Rclone S3 API calls

makksi · February 28, 2021, 3:57pm

As Amazon S3 pricing is a bit complicated and related not only to the size of the storage, but also to the API calls, is that possible during a sync or copy operations, just for test, list the API calls so we can count the overall number and:

realize if we can optimize some API calls using different flags for our transfer
do an estimate of the cost of each sync/copy operation

Thanks a lot

asdffdsa · February 28, 2021, 4:04pm

this can reduce the amount of api calls.
https://rclone.org/docs/#fast-list

makksi · February 28, 2021, 4:06pm

Yes, but my question was more general, I'm interested in whole reporting the API calls.
Moreover --fast list cannot be used on a low memory machines for large syncs

Thanks in any case

asdffdsa · February 28, 2021, 4:39pm

aws s3 website has many options to monitor and log api calls.
https://docs.aws.amazon.com/AmazonS3/latest/userguide/logging-with-S3.html

so for testing:

create a bucket
enable logging
create a rclone remote for that bucket
run rclone
read/parse the logs.

makksi · February 28, 2021, 4:59pm

Thanks,
I was thinking to some flag in rclone to enable logging of API calls.Probably this could be very helpful.
What about pricing of the monitor service in AWS? I saw the log is registered to S3 so it has a cost and probably also the logging has a cost for entries. Did you have the chance to try this servise?
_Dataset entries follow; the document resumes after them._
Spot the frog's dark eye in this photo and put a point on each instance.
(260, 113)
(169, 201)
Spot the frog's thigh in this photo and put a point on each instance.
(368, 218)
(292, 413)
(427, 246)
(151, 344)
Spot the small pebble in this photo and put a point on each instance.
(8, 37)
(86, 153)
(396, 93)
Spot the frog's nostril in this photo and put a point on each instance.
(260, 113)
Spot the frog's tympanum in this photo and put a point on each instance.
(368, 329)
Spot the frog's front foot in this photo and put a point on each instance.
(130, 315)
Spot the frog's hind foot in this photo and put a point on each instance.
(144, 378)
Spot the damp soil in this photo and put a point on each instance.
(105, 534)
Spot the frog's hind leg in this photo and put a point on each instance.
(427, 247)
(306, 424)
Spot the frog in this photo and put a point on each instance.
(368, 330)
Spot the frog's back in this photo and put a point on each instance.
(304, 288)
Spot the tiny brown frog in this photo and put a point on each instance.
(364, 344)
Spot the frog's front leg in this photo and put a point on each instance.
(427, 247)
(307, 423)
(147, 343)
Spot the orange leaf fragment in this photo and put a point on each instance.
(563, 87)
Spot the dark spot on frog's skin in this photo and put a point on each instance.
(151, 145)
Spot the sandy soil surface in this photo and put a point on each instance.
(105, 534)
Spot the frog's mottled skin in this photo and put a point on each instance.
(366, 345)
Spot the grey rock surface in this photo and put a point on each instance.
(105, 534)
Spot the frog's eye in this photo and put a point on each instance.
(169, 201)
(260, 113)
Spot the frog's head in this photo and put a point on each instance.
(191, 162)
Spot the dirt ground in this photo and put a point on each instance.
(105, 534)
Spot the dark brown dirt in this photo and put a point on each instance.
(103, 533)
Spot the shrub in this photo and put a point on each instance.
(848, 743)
asdffdsa · February 28, 2021, 5:28pm

it has not been a concern of mine.

for most recent backup files, such as veeam backup files and for recent backups with lots of small files, they goto wasabi, s3 clone known for hot storage, does not charge for api calls.
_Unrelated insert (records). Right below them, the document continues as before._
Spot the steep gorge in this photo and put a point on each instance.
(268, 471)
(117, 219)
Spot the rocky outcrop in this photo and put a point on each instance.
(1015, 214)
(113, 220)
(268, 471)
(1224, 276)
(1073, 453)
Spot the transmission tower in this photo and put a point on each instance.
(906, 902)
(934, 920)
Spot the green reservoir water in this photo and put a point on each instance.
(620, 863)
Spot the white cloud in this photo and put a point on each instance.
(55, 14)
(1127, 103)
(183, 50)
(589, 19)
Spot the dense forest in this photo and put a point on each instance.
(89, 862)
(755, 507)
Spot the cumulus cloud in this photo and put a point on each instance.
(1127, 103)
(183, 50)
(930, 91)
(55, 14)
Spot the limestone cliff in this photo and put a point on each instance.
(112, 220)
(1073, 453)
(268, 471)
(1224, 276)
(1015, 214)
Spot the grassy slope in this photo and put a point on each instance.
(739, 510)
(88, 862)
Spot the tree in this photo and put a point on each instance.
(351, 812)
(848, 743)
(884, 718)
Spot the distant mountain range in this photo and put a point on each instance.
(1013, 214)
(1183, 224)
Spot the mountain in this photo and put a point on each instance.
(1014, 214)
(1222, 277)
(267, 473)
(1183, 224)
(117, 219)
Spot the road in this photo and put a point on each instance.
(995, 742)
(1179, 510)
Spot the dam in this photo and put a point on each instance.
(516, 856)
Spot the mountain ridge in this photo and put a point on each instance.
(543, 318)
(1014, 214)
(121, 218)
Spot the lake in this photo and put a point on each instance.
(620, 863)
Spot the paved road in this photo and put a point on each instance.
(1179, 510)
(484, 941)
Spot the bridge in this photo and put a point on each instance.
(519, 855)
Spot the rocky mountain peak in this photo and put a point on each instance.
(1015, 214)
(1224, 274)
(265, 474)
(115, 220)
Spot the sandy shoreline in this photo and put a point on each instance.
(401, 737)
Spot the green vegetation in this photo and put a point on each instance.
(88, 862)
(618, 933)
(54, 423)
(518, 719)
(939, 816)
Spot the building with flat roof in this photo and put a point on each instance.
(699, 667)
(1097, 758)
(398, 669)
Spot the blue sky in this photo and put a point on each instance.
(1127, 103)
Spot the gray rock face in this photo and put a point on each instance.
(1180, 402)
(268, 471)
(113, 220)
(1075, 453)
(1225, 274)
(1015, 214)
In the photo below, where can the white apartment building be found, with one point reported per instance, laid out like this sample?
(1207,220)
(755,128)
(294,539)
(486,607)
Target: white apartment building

for long term storage of backups, they goto aws s3 deep glacier using rclone copy --immutable.
if there is a folder with lots of small files, they are zipped, and then that single zip is copied.
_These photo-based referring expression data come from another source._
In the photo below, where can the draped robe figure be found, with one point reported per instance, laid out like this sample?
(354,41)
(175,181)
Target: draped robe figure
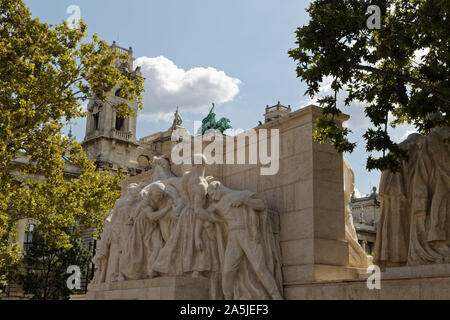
(430,227)
(357,256)
(146,239)
(183,254)
(251,266)
(393,235)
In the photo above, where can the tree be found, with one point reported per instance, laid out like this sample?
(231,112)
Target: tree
(379,68)
(47,73)
(46,274)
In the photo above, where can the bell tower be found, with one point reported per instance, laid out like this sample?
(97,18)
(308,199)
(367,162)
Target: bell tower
(110,139)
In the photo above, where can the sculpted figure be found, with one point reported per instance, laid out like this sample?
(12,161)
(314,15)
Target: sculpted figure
(357,256)
(249,261)
(184,254)
(102,252)
(161,169)
(393,234)
(146,237)
(430,201)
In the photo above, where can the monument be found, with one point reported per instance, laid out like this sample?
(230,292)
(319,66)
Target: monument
(226,231)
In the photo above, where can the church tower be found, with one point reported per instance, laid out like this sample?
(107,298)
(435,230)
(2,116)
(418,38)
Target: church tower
(109,139)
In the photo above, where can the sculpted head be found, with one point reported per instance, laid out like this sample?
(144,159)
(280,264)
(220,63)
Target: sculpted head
(156,191)
(215,190)
(159,161)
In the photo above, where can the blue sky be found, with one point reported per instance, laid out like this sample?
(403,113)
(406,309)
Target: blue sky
(230,52)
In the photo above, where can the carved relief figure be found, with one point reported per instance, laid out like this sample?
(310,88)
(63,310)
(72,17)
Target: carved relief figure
(249,260)
(184,253)
(102,252)
(392,243)
(145,240)
(164,229)
(414,227)
(357,256)
(430,204)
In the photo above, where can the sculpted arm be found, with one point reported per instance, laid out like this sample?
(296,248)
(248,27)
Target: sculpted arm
(156,215)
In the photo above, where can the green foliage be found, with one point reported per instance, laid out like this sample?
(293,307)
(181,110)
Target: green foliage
(378,68)
(46,274)
(47,73)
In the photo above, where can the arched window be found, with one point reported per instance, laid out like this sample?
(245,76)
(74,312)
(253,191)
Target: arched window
(119,123)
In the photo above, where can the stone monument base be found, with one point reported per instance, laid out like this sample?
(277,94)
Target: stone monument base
(427,282)
(164,288)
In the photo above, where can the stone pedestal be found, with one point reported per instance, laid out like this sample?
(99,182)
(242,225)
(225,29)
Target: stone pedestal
(430,282)
(165,288)
(308,192)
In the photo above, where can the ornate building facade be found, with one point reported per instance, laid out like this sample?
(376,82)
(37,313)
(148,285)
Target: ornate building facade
(366,214)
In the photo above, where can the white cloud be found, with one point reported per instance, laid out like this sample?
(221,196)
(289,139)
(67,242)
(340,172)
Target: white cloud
(168,86)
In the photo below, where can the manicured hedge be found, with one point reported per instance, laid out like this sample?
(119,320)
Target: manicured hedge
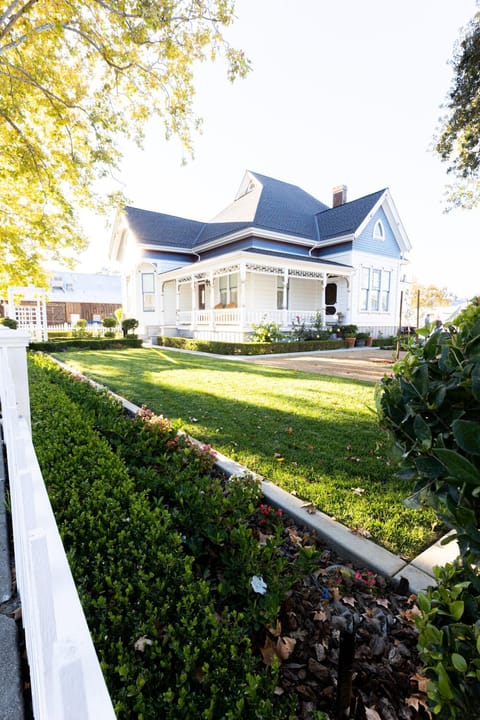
(250,348)
(163,554)
(66,344)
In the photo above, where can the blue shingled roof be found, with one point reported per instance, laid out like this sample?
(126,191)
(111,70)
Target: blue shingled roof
(345,219)
(281,207)
(287,208)
(160,229)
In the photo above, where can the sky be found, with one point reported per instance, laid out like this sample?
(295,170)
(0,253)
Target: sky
(346,92)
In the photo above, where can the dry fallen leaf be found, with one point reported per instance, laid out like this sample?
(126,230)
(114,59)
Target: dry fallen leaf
(294,536)
(285,647)
(362,532)
(420,681)
(411,614)
(309,507)
(141,642)
(268,650)
(263,539)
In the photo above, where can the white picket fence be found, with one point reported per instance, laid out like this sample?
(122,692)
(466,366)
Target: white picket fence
(66,679)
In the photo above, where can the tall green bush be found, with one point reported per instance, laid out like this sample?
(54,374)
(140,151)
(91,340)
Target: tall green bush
(162,555)
(432,407)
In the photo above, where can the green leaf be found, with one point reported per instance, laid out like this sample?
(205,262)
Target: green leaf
(459,662)
(467,435)
(422,432)
(456,609)
(443,682)
(458,467)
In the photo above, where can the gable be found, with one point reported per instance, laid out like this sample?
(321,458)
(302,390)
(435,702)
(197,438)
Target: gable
(347,218)
(371,242)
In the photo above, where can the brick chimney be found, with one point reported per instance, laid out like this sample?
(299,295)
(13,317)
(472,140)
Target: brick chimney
(339,195)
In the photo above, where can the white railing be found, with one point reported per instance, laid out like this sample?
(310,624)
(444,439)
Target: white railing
(66,678)
(92,328)
(235,316)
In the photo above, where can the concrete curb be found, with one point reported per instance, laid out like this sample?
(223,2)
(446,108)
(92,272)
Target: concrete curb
(5,572)
(419,572)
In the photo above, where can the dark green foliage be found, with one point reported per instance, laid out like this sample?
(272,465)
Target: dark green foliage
(432,406)
(162,553)
(129,324)
(9,322)
(459,141)
(78,343)
(449,643)
(251,348)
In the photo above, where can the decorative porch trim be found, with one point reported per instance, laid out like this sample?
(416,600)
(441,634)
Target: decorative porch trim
(226,270)
(265,269)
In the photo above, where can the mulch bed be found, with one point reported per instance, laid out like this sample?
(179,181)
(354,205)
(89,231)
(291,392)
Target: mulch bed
(346,641)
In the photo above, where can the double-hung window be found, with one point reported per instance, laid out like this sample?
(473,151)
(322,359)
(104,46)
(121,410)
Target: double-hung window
(228,288)
(375,290)
(148,292)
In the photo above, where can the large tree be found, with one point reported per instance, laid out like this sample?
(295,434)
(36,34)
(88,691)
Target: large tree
(76,76)
(459,140)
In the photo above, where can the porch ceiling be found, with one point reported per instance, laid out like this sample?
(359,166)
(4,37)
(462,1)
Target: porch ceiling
(257,262)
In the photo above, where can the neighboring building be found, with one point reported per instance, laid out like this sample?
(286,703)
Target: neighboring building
(90,296)
(71,296)
(275,254)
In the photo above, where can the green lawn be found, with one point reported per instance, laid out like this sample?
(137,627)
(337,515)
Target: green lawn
(313,435)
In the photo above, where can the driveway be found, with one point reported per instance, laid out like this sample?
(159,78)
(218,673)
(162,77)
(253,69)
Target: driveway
(360,363)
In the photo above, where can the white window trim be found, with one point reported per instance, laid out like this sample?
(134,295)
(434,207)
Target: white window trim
(379,231)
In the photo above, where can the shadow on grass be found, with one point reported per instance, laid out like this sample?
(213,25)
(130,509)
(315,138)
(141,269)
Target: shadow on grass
(332,454)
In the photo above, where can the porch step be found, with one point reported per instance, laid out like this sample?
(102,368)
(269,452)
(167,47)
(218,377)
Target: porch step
(11,696)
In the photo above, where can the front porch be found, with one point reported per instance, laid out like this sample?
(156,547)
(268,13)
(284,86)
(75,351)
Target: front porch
(225,301)
(236,324)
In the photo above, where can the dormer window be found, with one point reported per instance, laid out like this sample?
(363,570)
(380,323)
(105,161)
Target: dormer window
(379,231)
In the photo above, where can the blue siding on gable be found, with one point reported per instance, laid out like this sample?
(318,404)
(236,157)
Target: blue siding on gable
(166,261)
(367,243)
(254,243)
(334,250)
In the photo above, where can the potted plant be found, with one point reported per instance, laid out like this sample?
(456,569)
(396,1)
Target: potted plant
(362,339)
(350,339)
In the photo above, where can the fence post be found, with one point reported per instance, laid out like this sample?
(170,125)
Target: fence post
(13,344)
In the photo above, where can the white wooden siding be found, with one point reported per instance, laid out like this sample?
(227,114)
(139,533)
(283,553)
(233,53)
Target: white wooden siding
(170,313)
(305,294)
about a flag, not sure the value of it, as aws offers detailed logging.
if that is something you want, start a new topic using the feature category, make the request and see how other rcloners respond.

ncw · February 28, 2021, 6:27pm

You can use -vv with --dump headers

This will show all the http transactions.

It is too verbose for normal use but you can investigate with it.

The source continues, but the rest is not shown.